Nilesh Parmar

Personal information
- Full name: Nileshkumar Narottambhai Parmar
- Born: 27 December 1970 (age 55) Gujarat, India
- Batting: Right-handed
- Role: Middle-order batsman

International information
- National side: Oman (2007–2013);
- Source: CricketArchive, 6 April 2016

= Nilesh Parmar =

Indian cricketer (born 1970)

Nileshkumar Narottambhai "Nilesh" Parmar (નિલેશ પરમાર; born 27 December 1970) is a former Indian-born cricketer who played for the Oman national cricket team between 2007 and 2013. He played as a right-handed middle-order batsman.

Parmar was born in the Indian state of Gujarat, and played at under-19 level for the Gujarat and Saurashtra cricket teams.
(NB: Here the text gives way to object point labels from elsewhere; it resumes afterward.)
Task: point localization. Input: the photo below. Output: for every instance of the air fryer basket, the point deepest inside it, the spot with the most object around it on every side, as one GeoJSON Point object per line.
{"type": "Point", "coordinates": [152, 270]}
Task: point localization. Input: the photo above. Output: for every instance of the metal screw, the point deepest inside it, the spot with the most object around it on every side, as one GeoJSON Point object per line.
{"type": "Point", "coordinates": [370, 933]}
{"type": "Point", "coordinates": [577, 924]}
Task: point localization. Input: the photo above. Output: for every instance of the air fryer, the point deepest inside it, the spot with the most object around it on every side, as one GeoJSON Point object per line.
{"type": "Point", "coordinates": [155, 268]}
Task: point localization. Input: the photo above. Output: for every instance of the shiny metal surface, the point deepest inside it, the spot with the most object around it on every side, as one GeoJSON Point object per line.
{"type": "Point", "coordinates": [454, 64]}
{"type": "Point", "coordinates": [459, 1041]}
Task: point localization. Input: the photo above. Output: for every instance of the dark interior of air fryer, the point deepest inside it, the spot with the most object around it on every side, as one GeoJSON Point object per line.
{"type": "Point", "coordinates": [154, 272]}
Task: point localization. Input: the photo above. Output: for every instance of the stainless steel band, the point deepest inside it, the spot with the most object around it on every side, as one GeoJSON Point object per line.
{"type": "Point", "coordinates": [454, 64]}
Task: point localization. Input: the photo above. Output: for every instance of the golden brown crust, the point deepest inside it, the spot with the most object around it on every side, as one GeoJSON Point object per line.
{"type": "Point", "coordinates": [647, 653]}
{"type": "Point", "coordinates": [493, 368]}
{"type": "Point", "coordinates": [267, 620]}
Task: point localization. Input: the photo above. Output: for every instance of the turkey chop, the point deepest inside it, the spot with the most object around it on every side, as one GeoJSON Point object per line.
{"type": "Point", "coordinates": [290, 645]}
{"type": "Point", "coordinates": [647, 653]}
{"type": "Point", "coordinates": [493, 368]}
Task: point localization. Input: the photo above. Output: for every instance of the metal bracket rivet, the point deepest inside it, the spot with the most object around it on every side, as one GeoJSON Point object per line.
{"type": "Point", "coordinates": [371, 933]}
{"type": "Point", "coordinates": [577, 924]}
After emigrating to Oman, he made his international debut at the 2007 ACC Twenty20 Cup in Kuwait, aged 36. He featured in three of his side's matches, and in the final against Afghanistan made 66 from 56 balls, for which he was named man of the match. Later in the year, Parmar represented Oman in the 2007 World Cricket League Division Two tournament, played in Namibia. He played in four matches, all of which held List A status, but had little success, scoring only 40 runs. At the 2009 World Cup Qualifier, Parmar topped Oman's batting averages, making 118 runs from four matches (including 41 against Ireland, 38 not out against Canada, and 37 against Scotland). After that event, he did not return to the national team until the 2013 WCL Division Three tournament, by which time he was aged 42. He played only a single match, against Nepal. After retiring from playing, Parmar took up coaching. He has served at various stages as assistant coach of Oman Cricket's national academy and head coach of the Omani national women's team.